Was a great show to watch, not sure if it will be on ABC2 in the future, but keep an eye out for it.
About the show:
China is in the midst of an automotive revolution that has not been witnessed since the halcyon days of Henry Ford. Cars are now the ultimate symbol of status and prosperity in a country that is well on its way to becoming the biggest economy in the world.
But car culture is also bringing about volatile class divisions, the world's worst air pollution, and fierce global competition for limited resources. And it's only just begun.
China is already the second largest auto market in the world and will soon be the biggest - automakers from around the world are in a feeding frenzy for a piece of the action.
Today, car culture is everywhere - in television ads, glossy magazines, glitzy showrooms and international auto shows with scantily clad models. For China's rising middle class, the new prosperity symbolised by the car is intoxicating. For the future of Chinese society, the environment and the world, some of the prospects are chilling.
The story of The Cars That Ate China is told through a diverse group of characters whose lives have been transformed by the car revolution.
We meet a group of well-off kids who race their modified cars around Beijing's highways in the middle of the night; a newly rich small businessman who drives his first new car back to his rural village to proudly show his 75-year-old-father; an American ad man who creates TV commercials to sell cars as status symbols to Chinese men; a migrant family that has come to Beijing to start a car wash business; a millionaire real estate developer who drives a Bentley; a young activist attempting to prevent Beijing's historic neighbourhoods from being destroyed by road construction and high rises; an English writer and Beijing resident who foresees environmental Armageddon; and a female worker who says she is a small screw in the big car called China.

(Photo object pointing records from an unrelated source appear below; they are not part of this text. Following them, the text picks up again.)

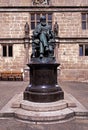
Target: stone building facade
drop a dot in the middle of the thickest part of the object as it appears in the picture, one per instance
(71, 43)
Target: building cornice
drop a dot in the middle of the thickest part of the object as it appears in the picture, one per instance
(44, 8)
(61, 40)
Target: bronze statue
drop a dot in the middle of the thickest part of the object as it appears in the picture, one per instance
(43, 40)
(56, 27)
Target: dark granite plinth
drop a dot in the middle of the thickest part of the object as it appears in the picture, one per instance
(43, 85)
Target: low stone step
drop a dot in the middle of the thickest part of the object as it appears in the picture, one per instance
(54, 106)
(44, 116)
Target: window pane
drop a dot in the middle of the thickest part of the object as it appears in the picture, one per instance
(32, 25)
(4, 51)
(32, 16)
(50, 17)
(86, 50)
(83, 25)
(80, 50)
(10, 51)
(38, 17)
(38, 23)
(83, 16)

Their stories reflect the hopes, fears, conflicts and contradictions of a society caught up in a whirlwind of unprecedented change.

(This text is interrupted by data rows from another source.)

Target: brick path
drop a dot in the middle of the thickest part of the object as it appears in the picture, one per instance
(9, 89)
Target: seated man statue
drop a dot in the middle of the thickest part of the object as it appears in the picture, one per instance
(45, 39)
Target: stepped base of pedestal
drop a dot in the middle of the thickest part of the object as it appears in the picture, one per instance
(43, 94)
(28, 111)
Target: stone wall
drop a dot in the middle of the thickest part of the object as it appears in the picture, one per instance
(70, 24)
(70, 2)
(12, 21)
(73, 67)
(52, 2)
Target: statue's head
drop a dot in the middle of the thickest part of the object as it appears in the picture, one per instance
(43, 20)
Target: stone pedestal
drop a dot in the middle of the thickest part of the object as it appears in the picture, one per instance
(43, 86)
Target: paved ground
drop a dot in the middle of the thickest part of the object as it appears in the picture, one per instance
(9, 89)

The film is set in Beijing, once called the 'Bicycle Kingdom' and now the epicentre of China's exploding car culture. The story is a poignant and surprising parable about a world that has profound repercussions for our own.
It was a real eye opener and made you realise how lucky we are in Australia to have what we have. The doco also travelled around with a VW car club which had around 20,000 members. The camera's followed them on a club run and dont they drive like crazy on the freeways.

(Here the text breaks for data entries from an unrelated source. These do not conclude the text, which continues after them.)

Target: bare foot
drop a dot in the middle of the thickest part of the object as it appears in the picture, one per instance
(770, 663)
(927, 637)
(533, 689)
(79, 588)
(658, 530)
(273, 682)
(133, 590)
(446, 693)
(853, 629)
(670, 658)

Was a great show to watch, not sure if it will be on ABC2 in the future, but keep an eye out for it.
About the show:
China is in the midst of an automotive revolution that has not been witnessed since the halcyon days of Henry Ford. Cars are now the ultimate symbol of status and prosperity in a country that is well on its way to becoming the biggest economy in the world.
But car culture is also bringing about volatile class divisions, the world's worst air pollution, and fierce global competition for limited resources. And it's only just begun.
China is already the second largest auto market in the world and will soon be the biggest - automakers from around the world are in a feeding frenzy for a piece of the action.
Today, car culture is everywhere - in television ads, glossy magazines, glitzy showrooms and international auto shows with scantily clad models. For China's rising middle class, the new prosperity symbolised by the car is intoxicating. For the future of Chinese society, the environment and the world, some of the prospects are chilling.
The story of The Cars That Ate China is told through a diverse group of characters whose lives have been transformed by the car revolution.
We meet a group of well-off kids who race their modified cars around Beijing's highways in the middle of the night; a newly rich small businessman who drives his first new car back to his rural village to proudly show his 75-year-old-father; an American ad man who creates TV commercials to sell cars as status symbols to Chinese men; a migrant family that has come to Beijing to start a car wash business; a millionaire real estate developer who drives a Bentley; a young activist attempting to prevent Beijing's historic neighbourhoods from being destroyed by road construction and high rises; an English writer and Beijing resident who foresees environmental Armageddon; and a female worker who says she is a small screw in the big car called China.
Their stories reflect the hopes, fears, conflicts and contradictions of a society caught up in a whirlwind of unprecedented change.
The film is set in Beijing, once called the 'Bicycle Kingdom' and now the epicentre of China's exploding car culture. The story is a poignant and surprising parable about a world that has profound repercussions for our own.